Monday 19 July 2004 – puzzling.org

I’ve been working on Backwards again: I’m trying to pull all the stuff out of it that’s specific to my site so that other people can use it. I’m getting closer: Andrew is trying to deploy it now, which is helpful. I’ve finally provided site creators with the ability to drop in their own DocFactory easily, which is a nice touch because you can choose to do the DocFactories with Stan, which is ever so much nicer that typing HTML tags, or you can do it with HTML/XML if you like. It means that it’s still a programmer’s web content tool, but I don’t intend to change that.

I’ve also finally stuck in some code that adds the cache validation Last-Modified and ETag HTTP headers to every page request. I added it to the RSS feeds a while back after I noticed that Jeff’s aggregator and Planet SLUG both poll for updates every ten minutes. I didn’t think it would be so useful for the rest of puzzling.org, because most browser visitors come in from Google to look at my summaries of my high school texts.

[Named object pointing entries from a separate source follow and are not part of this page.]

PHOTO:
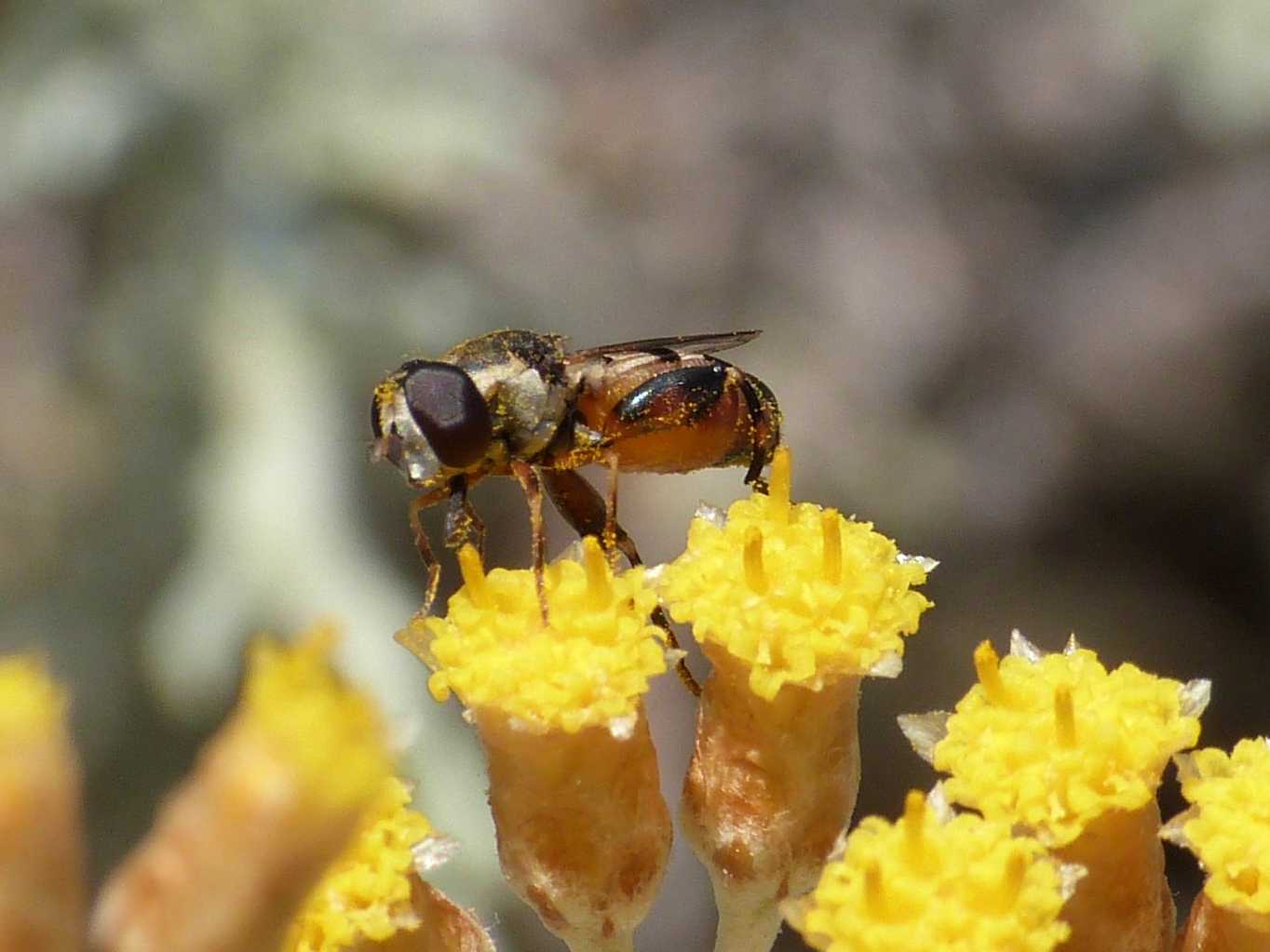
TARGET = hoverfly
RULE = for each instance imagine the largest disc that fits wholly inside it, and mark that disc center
(516, 403)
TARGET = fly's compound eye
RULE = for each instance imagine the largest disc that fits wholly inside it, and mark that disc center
(450, 411)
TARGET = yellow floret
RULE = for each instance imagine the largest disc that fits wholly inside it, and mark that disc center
(798, 592)
(365, 895)
(588, 666)
(920, 884)
(31, 704)
(1056, 743)
(1231, 830)
(327, 731)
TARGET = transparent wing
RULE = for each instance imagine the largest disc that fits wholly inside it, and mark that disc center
(681, 345)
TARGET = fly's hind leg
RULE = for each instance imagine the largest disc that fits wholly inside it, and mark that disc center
(588, 513)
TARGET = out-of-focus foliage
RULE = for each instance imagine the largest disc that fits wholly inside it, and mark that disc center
(1010, 257)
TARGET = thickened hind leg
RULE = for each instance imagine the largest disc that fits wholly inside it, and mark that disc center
(586, 511)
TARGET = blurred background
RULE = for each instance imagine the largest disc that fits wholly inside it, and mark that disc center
(1011, 261)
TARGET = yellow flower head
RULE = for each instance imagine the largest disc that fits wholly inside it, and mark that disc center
(31, 704)
(327, 731)
(1228, 826)
(922, 884)
(1054, 740)
(798, 592)
(365, 895)
(588, 666)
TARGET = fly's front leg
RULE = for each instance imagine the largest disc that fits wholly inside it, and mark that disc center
(463, 523)
(586, 511)
(610, 537)
(421, 543)
(529, 478)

I’d forgotten about the Googlebot itself though. It’s a pretty regular visitor to my site now — it seems to go through every few days. Other search robots are less frequent visitors. The cache validation headers are preventing the full transmission of an awful lot of content to robots now. Something for a lot of dynamic blog tools to consider doing — perhaps many do it already.

The only problem I’m having is working out what to do when the templates change because really, the validation headers should change then too. The content of the page won’t have changed, but the layout will have. There’s a couple of possibilities:

drop the Last-Modified header and base the Etag header on some kind of hash of the page content (I’m currently setting weak ETags based on the timestamp, actually), which means turning off Nevow’s incremental render; or
extend the existing “change detection” mechanisms to detect changes in the template as well as changes in the content.

Changes in the content are currently detected in a variety of ways, but they’re all based on file timestamps. I haven’t come up with a way to detect a template change yet that doesn’t place burden on the site maintainer to record the fact or date of the change manually. I could insist that the templates be files so that I could check the datestamp but having them as nevow.loaders.DocFactory Python objects is desirable for other reasons. I guess I could also stick the template in some kind of database and timestamp it there. (Actually, doing the latter might be one way to avoid the “need to restart the process when the templates change” problem too. Maybe I have a winner here.)

There’s a few other things I want to sort out before resting for a while (by which I mean “making a numbered release which probably noone will use anyway”):

Documentation. I actually loathe documenting my own projects as much as anyone, it’s only documenting other people’s that I don’t mind.
URL generation. Unfortunately, the fact that I’m using old twisted.web with my personal Backwards site means that the URL generation code is an immense mess. Because old web only talks to it through a proxy, and the proxy code doesn’t set the forwarding headers, I can’t use Nevow’s URL generation mechanisms without ending up with a bunch of http://localhost:8080/ URLs. So I have my own clunky hard-coded base URLs because there’s no way to get them from the request object when it’s behind a twisted.web.proxy. I keep wanting to have a weekend-long hackfest on new twisted.web to get it deployable, but I’m not a “twisted developer” in that sense, and the way they use sandboxes has always said “my rewrite, no you touchie!” to me.
Persistence. The amount of data stored in memory is really too large and should be much lower. So I need to stick it somewhere. Which means choosing between persistence systems on what I currently feel is way too little information. I currently have a bastardised mixture of shelves which really should be one file.